$G \cong H$ and $G$ is simple. Then $H$ is simple as well.

Question

I think it must be true. Yet I have no rigorous proof for that. So, what I need to prove is that "group being simple" is invariant under isomorphism.

That if $G \cong H$, then either both are simple groups, or both are not simple.

Answer 1

Hint: Let $f:H\to G$ be an isomorphism and let $K\subseteq H$ be a normal subgroup. What can you say about $f(K)\subseteq G$?

Answer 2

Recall a group is simple if it doesn't have a normal subgroup other than itself and the identity group, or put another way "no non trivial normal subgroup".

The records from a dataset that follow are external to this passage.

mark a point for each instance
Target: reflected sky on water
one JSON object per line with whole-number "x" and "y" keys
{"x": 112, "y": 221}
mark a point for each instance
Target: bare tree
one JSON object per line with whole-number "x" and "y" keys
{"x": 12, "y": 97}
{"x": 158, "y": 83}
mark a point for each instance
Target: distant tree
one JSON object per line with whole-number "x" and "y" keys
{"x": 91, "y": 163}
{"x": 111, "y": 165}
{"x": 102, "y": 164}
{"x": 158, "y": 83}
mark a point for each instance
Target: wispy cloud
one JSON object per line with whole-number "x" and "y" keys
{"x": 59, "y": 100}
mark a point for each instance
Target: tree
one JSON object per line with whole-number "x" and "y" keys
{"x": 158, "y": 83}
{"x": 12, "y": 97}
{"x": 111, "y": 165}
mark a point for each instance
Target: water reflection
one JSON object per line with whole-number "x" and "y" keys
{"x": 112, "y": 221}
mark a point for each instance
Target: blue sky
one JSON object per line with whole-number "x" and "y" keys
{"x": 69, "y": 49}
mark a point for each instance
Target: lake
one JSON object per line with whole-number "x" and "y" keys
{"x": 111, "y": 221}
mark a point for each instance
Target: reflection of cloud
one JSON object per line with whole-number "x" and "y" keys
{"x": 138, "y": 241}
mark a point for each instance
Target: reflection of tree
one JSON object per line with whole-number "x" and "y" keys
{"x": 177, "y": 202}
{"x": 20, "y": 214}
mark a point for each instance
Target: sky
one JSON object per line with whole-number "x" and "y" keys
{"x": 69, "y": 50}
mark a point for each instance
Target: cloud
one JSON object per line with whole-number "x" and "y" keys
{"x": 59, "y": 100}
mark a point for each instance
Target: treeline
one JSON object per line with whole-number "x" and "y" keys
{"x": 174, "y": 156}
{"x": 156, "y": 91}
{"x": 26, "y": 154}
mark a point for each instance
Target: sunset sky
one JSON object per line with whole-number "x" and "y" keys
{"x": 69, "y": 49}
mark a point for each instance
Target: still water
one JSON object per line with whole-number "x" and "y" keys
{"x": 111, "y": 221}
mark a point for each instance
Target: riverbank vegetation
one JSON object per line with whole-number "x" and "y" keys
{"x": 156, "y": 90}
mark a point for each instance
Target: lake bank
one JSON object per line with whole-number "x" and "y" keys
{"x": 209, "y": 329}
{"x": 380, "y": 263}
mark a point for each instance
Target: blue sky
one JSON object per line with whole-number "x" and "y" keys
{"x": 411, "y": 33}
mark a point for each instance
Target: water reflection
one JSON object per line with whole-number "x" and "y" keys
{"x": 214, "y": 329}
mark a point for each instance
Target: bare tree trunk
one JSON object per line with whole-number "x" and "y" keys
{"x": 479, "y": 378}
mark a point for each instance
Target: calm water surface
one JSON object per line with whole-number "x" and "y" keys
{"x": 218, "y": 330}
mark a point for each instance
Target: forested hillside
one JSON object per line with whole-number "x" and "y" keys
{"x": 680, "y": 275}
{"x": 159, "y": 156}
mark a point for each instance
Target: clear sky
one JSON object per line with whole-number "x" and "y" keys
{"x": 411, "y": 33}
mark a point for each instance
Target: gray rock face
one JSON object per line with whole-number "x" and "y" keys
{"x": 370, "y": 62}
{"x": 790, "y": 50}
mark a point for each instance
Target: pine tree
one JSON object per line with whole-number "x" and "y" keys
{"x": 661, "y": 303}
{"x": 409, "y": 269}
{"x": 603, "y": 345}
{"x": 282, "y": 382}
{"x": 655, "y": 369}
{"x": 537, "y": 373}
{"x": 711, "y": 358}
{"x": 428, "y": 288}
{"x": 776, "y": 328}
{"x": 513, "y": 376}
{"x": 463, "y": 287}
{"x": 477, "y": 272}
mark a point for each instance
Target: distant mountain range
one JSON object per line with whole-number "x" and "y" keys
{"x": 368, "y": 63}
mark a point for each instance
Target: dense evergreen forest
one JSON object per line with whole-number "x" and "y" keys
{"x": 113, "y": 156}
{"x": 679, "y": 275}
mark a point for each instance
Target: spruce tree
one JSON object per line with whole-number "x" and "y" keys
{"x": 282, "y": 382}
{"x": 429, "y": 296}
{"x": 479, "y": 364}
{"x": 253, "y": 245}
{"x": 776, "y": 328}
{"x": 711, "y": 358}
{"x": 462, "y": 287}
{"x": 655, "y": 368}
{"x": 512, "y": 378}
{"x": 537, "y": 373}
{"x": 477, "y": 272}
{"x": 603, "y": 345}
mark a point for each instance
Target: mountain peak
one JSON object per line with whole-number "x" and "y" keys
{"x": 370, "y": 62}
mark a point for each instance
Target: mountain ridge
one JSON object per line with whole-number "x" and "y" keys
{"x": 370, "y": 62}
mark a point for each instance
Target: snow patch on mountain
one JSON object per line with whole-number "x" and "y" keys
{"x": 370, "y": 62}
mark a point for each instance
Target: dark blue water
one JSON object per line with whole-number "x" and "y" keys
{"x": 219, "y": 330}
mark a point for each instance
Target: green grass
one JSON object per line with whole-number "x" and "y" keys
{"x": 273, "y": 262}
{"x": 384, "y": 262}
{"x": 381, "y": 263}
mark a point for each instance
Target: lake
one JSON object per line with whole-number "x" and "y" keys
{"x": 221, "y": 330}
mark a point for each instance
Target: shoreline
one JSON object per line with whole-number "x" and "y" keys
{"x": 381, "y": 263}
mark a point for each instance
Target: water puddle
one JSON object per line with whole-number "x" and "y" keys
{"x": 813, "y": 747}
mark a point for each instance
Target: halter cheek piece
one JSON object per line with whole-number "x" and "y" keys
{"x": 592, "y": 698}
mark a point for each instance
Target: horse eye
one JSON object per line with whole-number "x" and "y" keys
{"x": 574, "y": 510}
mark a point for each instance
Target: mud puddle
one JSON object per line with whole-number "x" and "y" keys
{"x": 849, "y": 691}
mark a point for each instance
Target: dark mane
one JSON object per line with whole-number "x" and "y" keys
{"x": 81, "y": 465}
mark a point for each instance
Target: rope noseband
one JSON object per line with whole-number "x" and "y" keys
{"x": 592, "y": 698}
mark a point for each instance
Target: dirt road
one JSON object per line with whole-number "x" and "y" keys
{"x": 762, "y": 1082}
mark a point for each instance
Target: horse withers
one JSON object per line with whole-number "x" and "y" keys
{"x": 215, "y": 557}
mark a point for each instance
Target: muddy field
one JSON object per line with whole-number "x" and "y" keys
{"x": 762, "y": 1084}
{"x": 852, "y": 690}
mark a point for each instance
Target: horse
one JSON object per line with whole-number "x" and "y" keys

So a natural proof by contradiction arises.

Since $G \cong H$ we can consider an isomorphism $\pi: H \rightarrow G$.

Suppose now that $H$ has a non trivial normal subgroup $K$. we will show that $\pi(K)$ must be a non trivial normal subgroup of $G$.

1. $\pi(K)$ has the same number of elements as $K$ since $\pi$ is an bijection (since isomorphisms are bijections), so if it is a subgroup of G, then it must be a non trivial subgroup.

2. This question: Generalized Isomorphism Theorem for Groups, shows that the images of normal groups of $H$ must be normal subgroups of $G$ under the isomorphism $\pi$

3. We combine both, to conclude that $\pi(K)$ is a normal subgroup of G, AND is a non trivial subgroup (so it isn't the whole group or the identity), thus it MUST be a non trivial normal subgroup, a contradiction if we started by assuming $G$ is simple.

4. Thus we conclude that if $G$ is simple and $G \cong H$ then it must be the case that $H$ is simple.